The regulations under the Epidemic Diseases Act, 1897, requires medical practitioners to notify the public health authority about anybody with a communicable disease and disclose the identity of the person.
Criticism
“The Epidemic Diseases Act 1897, which is more than a century old, has major limitations when it comes to tackling the emergence and re-emergence of communicable diseases in the country, especially in the changing public health context. Over the years, many States have formulated their own public health laws and some have amended the provisions of their epidemic disease Acts. However, these Acts vary in quality and content. Most are just “policing” Acts aimed at controlling epidemics and do not deal with coordinated and scientific responses to prevent and tackle outbreaks. There is a need for an integrated, comprehensive, actionable and relevant legal provision for the control of outbreaks in India that should be articulated in a rights-based, people-focused and public health-oriented manner”, commented an Article published in the Indian Journal of Medical Ethics.

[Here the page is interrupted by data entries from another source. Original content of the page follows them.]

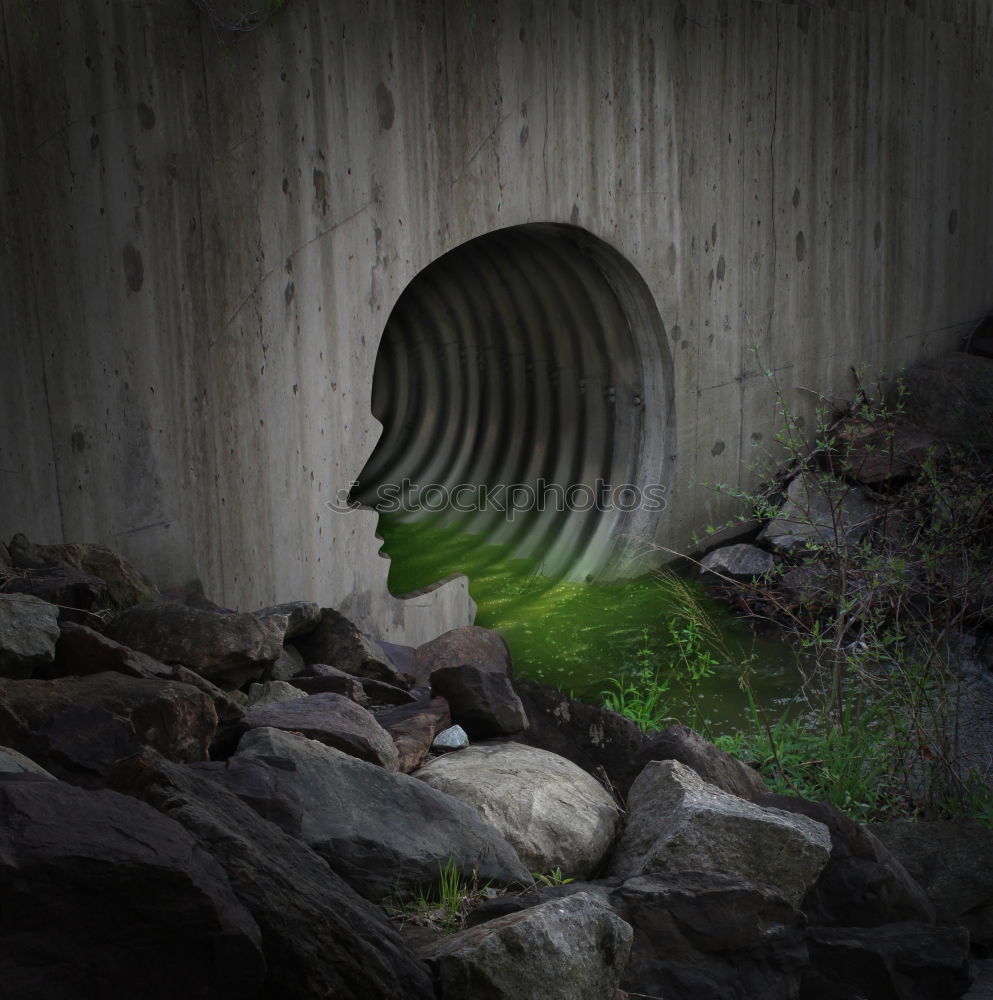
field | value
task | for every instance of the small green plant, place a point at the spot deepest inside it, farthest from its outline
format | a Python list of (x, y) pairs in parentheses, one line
[(446, 904), (552, 878)]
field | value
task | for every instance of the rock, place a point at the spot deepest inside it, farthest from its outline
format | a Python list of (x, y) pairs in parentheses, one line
[(952, 397), (29, 630), (126, 586), (103, 897), (813, 585), (289, 664), (413, 729), (483, 702), (821, 511), (875, 453), (599, 741), (569, 949), (386, 834), (703, 934), (905, 961), (677, 822), (320, 939), (12, 762), (323, 679), (77, 726), (714, 766), (272, 693), (229, 649), (336, 641), (552, 812), (301, 616), (950, 862), (82, 650), (471, 644), (453, 738), (739, 562), (862, 885), (76, 594), (333, 720)]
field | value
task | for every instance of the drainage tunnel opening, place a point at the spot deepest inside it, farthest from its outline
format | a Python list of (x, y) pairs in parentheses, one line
[(524, 388), (528, 358)]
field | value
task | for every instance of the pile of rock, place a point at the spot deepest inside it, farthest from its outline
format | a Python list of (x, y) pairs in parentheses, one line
[(205, 802)]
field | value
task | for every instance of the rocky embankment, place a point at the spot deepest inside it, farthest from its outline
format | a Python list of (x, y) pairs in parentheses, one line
[(197, 802)]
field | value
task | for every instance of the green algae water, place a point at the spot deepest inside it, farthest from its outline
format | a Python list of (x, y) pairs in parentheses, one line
[(580, 637)]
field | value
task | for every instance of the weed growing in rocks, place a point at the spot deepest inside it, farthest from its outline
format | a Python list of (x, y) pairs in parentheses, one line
[(884, 581)]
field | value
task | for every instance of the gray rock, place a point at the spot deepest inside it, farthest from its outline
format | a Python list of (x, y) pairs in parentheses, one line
[(703, 934), (320, 939), (125, 585), (739, 562), (714, 766), (453, 738), (29, 629), (77, 726), (12, 762), (471, 644), (568, 949), (483, 702), (553, 812), (301, 616), (321, 679), (339, 643), (102, 896), (905, 961), (413, 728), (863, 884), (950, 860), (384, 833), (228, 649), (289, 664), (272, 693), (333, 720), (599, 741), (822, 511), (677, 822)]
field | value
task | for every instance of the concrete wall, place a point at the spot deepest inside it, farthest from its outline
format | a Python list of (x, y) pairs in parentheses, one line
[(202, 240)]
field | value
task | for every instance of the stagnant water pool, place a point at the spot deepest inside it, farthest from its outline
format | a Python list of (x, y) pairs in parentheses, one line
[(578, 637)]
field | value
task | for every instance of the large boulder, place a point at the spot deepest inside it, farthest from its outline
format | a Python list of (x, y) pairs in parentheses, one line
[(471, 644), (320, 939), (29, 630), (414, 728), (703, 934), (906, 961), (228, 649), (125, 585), (103, 897), (568, 949), (386, 834), (482, 702), (77, 595), (714, 766), (822, 511), (863, 884), (339, 643), (598, 740), (678, 822), (78, 726), (740, 561), (331, 719), (301, 616), (554, 813), (950, 860)]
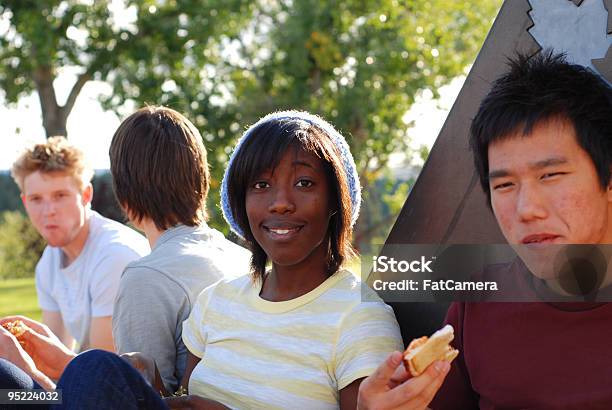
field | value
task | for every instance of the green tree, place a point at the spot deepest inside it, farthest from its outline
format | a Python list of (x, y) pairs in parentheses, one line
[(225, 63), (20, 246), (163, 45), (360, 64)]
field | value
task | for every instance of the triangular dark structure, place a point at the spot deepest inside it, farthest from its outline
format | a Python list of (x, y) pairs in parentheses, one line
[(447, 205)]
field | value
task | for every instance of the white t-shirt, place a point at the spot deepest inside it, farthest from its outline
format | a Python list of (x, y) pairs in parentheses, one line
[(296, 354), (87, 287)]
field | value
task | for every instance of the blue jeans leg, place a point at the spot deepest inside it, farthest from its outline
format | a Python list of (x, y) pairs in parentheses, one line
[(13, 378), (101, 380)]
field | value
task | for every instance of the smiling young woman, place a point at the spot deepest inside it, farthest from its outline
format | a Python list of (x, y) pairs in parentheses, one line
[(291, 191)]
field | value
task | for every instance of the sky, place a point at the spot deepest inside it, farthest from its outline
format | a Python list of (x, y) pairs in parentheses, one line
[(91, 128)]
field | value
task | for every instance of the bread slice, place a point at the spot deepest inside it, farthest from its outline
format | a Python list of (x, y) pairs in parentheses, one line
[(425, 350), (16, 328)]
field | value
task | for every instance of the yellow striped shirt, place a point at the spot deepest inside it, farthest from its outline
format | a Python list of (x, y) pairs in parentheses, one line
[(296, 354)]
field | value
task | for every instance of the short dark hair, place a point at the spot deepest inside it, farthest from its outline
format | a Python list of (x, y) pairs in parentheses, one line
[(159, 168), (538, 89), (263, 150)]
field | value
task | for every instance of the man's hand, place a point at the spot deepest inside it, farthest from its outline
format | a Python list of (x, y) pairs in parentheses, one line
[(11, 350), (391, 387), (49, 354), (192, 402)]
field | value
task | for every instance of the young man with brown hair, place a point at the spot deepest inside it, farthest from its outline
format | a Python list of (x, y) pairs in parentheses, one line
[(78, 274), (161, 180)]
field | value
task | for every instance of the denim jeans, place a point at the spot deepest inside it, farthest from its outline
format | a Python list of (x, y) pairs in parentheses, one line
[(12, 377), (93, 380), (101, 380)]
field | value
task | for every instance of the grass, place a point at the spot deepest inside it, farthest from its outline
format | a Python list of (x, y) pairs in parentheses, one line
[(18, 297)]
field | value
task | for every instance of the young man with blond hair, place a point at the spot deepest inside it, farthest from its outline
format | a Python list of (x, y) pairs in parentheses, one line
[(78, 274)]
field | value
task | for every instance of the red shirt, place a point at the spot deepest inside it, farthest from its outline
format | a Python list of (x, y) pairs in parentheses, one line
[(529, 356)]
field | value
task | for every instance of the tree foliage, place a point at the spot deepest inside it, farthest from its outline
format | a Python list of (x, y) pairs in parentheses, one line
[(20, 246)]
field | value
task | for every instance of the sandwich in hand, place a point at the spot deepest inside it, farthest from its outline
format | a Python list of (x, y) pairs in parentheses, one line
[(16, 328), (425, 350)]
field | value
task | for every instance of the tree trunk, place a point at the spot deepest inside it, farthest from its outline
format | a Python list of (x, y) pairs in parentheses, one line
[(54, 115)]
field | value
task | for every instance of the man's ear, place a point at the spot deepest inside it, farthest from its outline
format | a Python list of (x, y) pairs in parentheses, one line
[(87, 195)]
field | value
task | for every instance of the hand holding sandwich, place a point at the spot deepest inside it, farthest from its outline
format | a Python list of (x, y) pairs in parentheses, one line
[(11, 350), (410, 380), (49, 354)]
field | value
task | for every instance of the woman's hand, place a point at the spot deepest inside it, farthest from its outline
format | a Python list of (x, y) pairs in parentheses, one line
[(392, 387), (50, 355)]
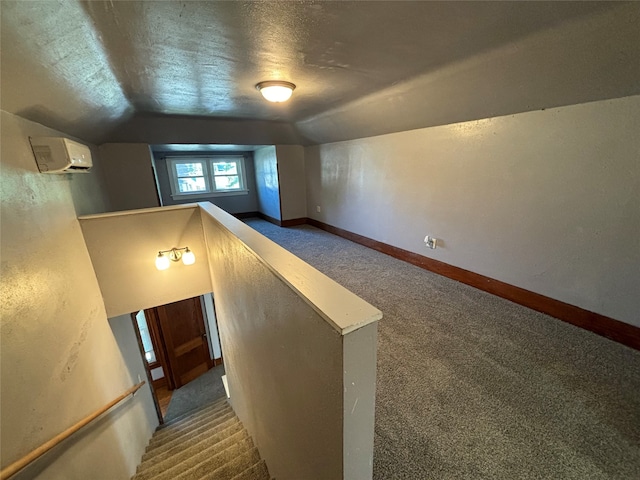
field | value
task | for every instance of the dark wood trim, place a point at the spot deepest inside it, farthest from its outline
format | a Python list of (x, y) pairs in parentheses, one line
[(616, 330), (275, 221), (246, 215), (160, 382), (283, 223), (293, 222)]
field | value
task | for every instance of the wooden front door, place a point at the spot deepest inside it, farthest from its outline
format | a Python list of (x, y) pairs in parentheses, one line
[(185, 340)]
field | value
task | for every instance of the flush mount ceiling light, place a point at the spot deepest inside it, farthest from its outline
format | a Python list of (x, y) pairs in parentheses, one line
[(175, 254), (276, 91)]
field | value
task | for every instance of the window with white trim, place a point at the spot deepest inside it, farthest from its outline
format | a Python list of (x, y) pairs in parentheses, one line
[(206, 176)]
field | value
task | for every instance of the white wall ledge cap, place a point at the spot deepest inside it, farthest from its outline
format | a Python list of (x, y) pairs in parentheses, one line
[(183, 206), (342, 309)]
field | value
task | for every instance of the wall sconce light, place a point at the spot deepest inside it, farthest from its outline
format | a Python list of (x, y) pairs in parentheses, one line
[(276, 91), (174, 254)]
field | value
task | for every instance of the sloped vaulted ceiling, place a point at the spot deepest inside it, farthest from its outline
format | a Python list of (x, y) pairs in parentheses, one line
[(185, 72)]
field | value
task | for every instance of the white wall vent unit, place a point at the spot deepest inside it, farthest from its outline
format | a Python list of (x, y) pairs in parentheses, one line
[(60, 155)]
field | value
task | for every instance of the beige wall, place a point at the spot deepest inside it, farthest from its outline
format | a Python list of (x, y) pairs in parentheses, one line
[(60, 361), (291, 178), (299, 355), (123, 248), (129, 175), (545, 200)]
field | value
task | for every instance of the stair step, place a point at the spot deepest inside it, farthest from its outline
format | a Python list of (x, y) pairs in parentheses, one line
[(175, 447), (171, 468), (229, 458), (176, 440), (189, 425), (192, 413), (233, 468), (166, 461), (258, 471)]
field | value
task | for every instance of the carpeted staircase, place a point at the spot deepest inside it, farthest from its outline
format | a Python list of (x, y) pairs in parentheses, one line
[(208, 443)]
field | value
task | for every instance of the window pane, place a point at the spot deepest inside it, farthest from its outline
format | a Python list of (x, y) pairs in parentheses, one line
[(225, 168), (196, 184), (228, 182), (189, 169)]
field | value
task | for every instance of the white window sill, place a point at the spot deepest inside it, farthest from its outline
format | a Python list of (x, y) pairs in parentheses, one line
[(232, 193)]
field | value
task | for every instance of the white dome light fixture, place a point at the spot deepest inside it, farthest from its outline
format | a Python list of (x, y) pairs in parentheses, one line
[(275, 90)]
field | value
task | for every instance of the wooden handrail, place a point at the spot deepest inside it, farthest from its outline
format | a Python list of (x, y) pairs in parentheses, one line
[(45, 447)]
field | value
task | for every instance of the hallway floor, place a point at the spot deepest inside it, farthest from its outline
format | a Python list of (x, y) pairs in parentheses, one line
[(202, 391), (472, 386)]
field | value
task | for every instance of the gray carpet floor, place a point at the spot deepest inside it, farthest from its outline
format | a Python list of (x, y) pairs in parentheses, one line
[(202, 391), (471, 386)]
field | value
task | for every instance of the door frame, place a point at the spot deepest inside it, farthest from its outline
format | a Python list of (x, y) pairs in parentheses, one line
[(147, 370)]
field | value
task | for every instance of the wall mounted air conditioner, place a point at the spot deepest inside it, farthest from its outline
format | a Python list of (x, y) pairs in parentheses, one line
[(60, 155)]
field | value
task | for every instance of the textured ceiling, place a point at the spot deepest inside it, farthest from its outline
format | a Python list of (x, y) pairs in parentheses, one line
[(185, 72)]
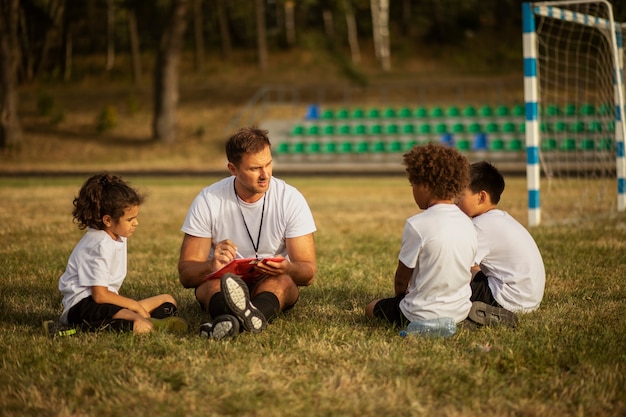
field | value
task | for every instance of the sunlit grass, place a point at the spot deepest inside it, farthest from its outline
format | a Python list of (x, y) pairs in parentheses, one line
[(323, 357)]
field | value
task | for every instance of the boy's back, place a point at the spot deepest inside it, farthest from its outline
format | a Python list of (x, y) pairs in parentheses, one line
[(510, 258)]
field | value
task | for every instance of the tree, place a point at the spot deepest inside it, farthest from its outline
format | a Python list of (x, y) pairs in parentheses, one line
[(166, 73), (10, 129)]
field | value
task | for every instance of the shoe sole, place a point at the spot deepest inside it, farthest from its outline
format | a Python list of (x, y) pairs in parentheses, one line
[(223, 327), (487, 315), (237, 298)]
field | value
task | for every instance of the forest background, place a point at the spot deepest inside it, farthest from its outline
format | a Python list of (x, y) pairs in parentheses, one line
[(156, 85)]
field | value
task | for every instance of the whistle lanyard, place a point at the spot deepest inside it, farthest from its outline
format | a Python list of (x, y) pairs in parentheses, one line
[(258, 239)]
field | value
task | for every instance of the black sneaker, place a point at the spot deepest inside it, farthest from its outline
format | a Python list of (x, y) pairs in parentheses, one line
[(237, 298), (222, 327), (488, 315), (54, 329)]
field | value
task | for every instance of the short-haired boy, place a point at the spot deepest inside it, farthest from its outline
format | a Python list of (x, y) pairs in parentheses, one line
[(508, 275)]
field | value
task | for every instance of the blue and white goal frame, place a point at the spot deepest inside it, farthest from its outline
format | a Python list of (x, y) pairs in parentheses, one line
[(613, 32)]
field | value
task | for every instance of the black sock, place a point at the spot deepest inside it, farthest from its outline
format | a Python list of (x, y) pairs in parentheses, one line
[(268, 304), (163, 311), (217, 305)]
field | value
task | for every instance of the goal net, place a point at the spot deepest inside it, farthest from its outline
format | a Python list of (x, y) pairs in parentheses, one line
[(573, 86)]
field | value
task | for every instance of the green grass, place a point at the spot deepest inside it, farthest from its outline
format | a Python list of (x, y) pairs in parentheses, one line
[(323, 358)]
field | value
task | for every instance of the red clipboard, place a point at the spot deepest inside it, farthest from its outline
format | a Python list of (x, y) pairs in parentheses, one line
[(244, 267)]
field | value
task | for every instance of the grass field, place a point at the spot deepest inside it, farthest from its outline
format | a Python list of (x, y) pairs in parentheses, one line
[(323, 358)]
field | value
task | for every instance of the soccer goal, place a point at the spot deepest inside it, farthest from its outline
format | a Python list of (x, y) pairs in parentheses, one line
[(574, 93)]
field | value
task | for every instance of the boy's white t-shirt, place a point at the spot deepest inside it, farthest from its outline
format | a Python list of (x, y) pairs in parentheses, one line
[(509, 257), (97, 260), (440, 244), (216, 213)]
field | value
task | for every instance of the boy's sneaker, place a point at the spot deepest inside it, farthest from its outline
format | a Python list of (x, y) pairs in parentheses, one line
[(54, 329), (172, 324), (237, 298), (222, 327), (488, 315)]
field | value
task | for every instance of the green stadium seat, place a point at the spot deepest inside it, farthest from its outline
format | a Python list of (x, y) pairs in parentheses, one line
[(404, 113), (486, 111), (515, 145), (409, 145), (548, 144), (389, 113), (469, 111), (358, 114), (395, 146), (362, 147), (345, 147), (453, 111), (391, 129), (496, 145), (567, 145), (587, 109), (373, 114), (408, 129), (378, 146), (421, 112), (463, 145), (605, 110), (605, 144), (594, 126), (342, 114), (297, 130), (458, 128), (553, 110), (475, 128), (312, 148), (587, 144), (376, 129), (329, 148), (425, 129), (502, 111), (508, 128), (492, 128), (436, 112), (344, 130), (577, 127), (570, 110)]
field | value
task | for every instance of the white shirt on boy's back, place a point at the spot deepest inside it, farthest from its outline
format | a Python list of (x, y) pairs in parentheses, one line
[(509, 257), (440, 244), (97, 260)]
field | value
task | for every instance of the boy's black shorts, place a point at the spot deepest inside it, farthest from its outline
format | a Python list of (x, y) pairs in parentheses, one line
[(389, 309)]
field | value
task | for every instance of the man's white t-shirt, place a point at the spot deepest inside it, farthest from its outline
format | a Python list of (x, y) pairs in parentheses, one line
[(218, 213), (97, 260), (509, 257), (440, 244)]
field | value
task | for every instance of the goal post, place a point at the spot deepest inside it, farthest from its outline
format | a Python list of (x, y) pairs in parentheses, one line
[(574, 96)]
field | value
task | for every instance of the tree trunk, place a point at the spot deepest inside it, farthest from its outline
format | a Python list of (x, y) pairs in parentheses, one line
[(290, 23), (133, 34), (224, 33), (261, 33), (198, 34), (380, 24), (353, 38), (110, 35), (10, 129), (166, 73)]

In 2009, a National Health Bill was mooted to replace this Act with a more rights-based regime. The bill recognized health as a fundamental human right and stated that every citizen has a right to the highest attainable standard of health and well-being. It attempted to ensure a legal framework for providing essential public health services and powers for an adequate response to public health emergencies through effective collaboration between the Centre and the states. The Bill adopted a rights-based approach and upheld the right to treatment and care. It clearly stated the public health obligations of the government. It also mentioned the formation of public health boards at the national and state levels for smooth implementation and effective coordination. There are provisions for community-based monitoring and mention of grievance redressal mechanisms which would ensure transparency. However, the Bill could not get clearance in the Parliament and eventually lapsed.